METHODS: Allergy is an immune system disorder which is elicited by the allergen-mediated-clustering of the IgE/FceRI complexes on surface of mast cells and basophils. Our ultimate goal in this project is to engineer hetero-bivalent inhibitors (HBIs) that selectively inhibit allergen from binding to IgE on mast cells and basophils, thereby inhibiting clustering of the IgE/FceRI complexes before the allergic response occurs. This is accomplished via designing HBIs that simultaneously target two nearby sites located on the Fab domain of an IgE, the antigen binding site and the less renowned “unconventional nucleotide binding site”. Simultaneous bivalent binding to both these sites provide HBI with enhanced avidity and selectivity for the target IgE, and enabled competitive inhibition of allergen binding to the IgEs.

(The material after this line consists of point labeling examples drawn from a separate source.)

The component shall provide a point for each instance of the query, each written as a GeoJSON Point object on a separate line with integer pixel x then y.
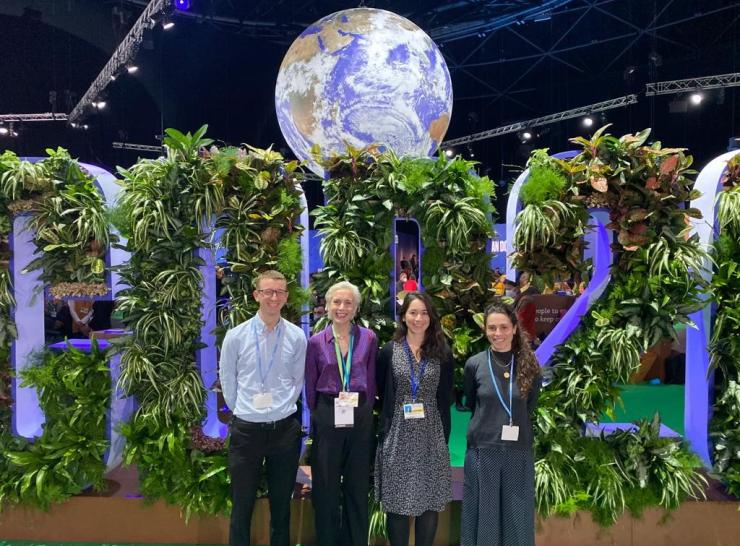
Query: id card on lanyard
{"type": "Point", "coordinates": [346, 402]}
{"type": "Point", "coordinates": [414, 410]}
{"type": "Point", "coordinates": [510, 432]}
{"type": "Point", "coordinates": [263, 399]}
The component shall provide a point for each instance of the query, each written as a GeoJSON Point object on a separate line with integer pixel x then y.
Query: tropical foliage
{"type": "Point", "coordinates": [68, 216]}
{"type": "Point", "coordinates": [365, 191]}
{"type": "Point", "coordinates": [74, 393]}
{"type": "Point", "coordinates": [655, 284]}
{"type": "Point", "coordinates": [725, 344]}
{"type": "Point", "coordinates": [166, 211]}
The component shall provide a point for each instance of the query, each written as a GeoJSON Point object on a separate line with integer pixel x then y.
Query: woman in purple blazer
{"type": "Point", "coordinates": [340, 390]}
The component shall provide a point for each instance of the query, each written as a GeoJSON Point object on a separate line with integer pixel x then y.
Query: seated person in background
{"type": "Point", "coordinates": [402, 278]}
{"type": "Point", "coordinates": [526, 312]}
{"type": "Point", "coordinates": [81, 312]}
{"type": "Point", "coordinates": [411, 285]}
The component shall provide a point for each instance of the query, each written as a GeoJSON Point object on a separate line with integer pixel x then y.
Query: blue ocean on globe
{"type": "Point", "coordinates": [359, 77]}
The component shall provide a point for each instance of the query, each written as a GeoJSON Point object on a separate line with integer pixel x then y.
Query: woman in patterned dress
{"type": "Point", "coordinates": [412, 465]}
{"type": "Point", "coordinates": [501, 387]}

RESULTS: First, we used the nanoallergen system (developed in our labs) to identified the immunodominant epitopes of peanut allergens to aid in the design of HBIs. We demonstrated that the engineered HBIs inhibit degranulation in RBL cells primed with IgE from patient sera when peanut allergen proteins are introduced. Importantly, we also established the safety of HBIs through toxicology studies in mice.

CONCLUSIONS: Our results indicate that inhibition of the allergen protein-IgE interaction with HBIs can in turn inhibit the allergic reaction.